Att (ut)bilda ett folk: Nationell och etnisk gemenskap i Sveriges och Finlands svenskspråkiga läroböcker för folk- och grundskola åren 1866-2016
Lina Spjut har forskat om svenska och finlandssvenska läroböcker under 150 år. Ett resultat visar att svenska läroböcker fortfarande förmedlar en nationell gemenskap som ofta utgår från etnicitet och det svenska språket.
Lina Spjut
Professor Christian Lundahl, Örebro universitet Professor Joakim Landahl, Örebro universitet
Docent Samuel Edquist, Uppsala universitet
Örebro universitet
2018-06-15
Att (ut)bilda ett folk: Nationell och etnisk gemenskap i Sveriges och Finlands svenskspråkiga läroböcker för folk- och grundskola åren 1866-2016
Institutionen för humaniora, utbildnings- och samhällsvetenskap
Abstract in English
In this comparative study, elementary school textbooks in history, geography and social science/civics from Sweden and Finland 1866 – 2016 are analysed and compared. The focus is textbooks’ expressions of imagined communities, identification and common history. The study has an asymmetric design, because the textbooks are all written in Swedish for pupils in a Swedish majority population in Sweden and a Finland-Swede minority population in Finland.

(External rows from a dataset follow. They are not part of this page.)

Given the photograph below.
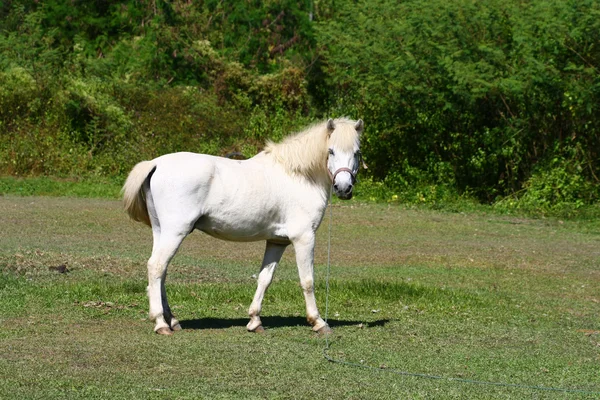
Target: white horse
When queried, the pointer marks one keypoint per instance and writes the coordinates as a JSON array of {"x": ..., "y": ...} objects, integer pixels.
[{"x": 279, "y": 195}]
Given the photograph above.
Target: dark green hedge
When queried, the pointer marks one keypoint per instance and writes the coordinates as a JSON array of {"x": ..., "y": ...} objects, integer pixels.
[{"x": 496, "y": 99}]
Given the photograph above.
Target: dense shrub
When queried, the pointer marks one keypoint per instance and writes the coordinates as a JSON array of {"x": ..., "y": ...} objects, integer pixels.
[{"x": 493, "y": 99}]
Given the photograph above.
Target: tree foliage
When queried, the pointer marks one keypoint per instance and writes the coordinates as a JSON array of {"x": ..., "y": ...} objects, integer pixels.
[{"x": 496, "y": 99}]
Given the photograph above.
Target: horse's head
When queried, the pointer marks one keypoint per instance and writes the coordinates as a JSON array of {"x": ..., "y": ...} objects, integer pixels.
[{"x": 344, "y": 157}]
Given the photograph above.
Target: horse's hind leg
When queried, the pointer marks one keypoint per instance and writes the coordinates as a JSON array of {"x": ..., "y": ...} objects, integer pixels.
[
  {"x": 165, "y": 247},
  {"x": 273, "y": 254}
]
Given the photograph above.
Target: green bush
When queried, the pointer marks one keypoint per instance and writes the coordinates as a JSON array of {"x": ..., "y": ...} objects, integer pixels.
[{"x": 496, "y": 100}]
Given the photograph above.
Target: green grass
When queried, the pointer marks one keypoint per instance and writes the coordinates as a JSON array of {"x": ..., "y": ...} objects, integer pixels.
[
  {"x": 46, "y": 186},
  {"x": 473, "y": 296}
]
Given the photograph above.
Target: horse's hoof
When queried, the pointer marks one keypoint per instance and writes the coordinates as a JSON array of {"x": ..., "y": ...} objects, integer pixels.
[
  {"x": 176, "y": 327},
  {"x": 325, "y": 330},
  {"x": 164, "y": 331}
]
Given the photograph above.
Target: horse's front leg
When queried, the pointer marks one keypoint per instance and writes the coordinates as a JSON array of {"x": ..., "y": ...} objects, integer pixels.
[
  {"x": 304, "y": 247},
  {"x": 273, "y": 254}
]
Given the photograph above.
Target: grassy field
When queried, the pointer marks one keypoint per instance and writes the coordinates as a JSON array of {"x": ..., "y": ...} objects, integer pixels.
[{"x": 473, "y": 296}]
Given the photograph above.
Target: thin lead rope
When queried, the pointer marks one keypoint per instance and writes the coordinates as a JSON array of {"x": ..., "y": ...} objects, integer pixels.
[
  {"x": 328, "y": 268},
  {"x": 413, "y": 374}
]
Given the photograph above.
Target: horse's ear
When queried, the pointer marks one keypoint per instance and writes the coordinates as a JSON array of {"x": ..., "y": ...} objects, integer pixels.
[
  {"x": 330, "y": 125},
  {"x": 360, "y": 125}
]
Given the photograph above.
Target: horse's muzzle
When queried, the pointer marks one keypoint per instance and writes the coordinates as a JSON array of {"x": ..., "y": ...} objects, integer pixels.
[{"x": 343, "y": 192}]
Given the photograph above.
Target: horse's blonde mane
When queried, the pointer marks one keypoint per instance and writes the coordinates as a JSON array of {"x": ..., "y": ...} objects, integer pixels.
[{"x": 306, "y": 152}]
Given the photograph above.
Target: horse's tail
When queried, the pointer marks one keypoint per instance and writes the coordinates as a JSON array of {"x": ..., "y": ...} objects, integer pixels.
[{"x": 134, "y": 199}]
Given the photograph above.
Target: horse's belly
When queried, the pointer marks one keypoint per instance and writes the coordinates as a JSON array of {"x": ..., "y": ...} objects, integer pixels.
[{"x": 241, "y": 230}]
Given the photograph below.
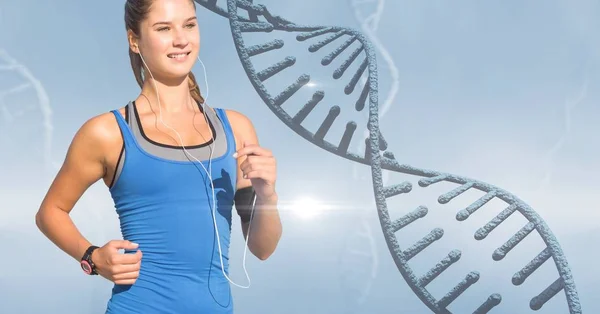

The aim is to contribute a deeper understanding of textbooks’ role in creating and teaching imagined communities. Research questions focus on how imagined communities are mediated in textbooks and results are compared between Sweden and Finland and over time, and on similarities and differences in offered communities expressed through concepts and use of history. The thesis also raises questions about how present needs affect textbooks’ interpretations of the past and what that signifies. Theory and method are inspired by Fairclough’s Critical Discourse Analysis. The theoretical framework is typologies of use of history, and the textbooks have been contextualised through the contexts of school, curricula, politics, minorities, language policies and history culture. The textbooks’ development over time, between contexts and between school subjects are compared at all levels throughout the study.
Results show that textbooks have had, and still have a role in creating and educating pupils into national and ethnical identities; this is seen over the entire period of time studied, though with different approaches according to the school subject and country. Even though ethnical and nationalistic narratives are more implicit today, they are still visible in current textbooks.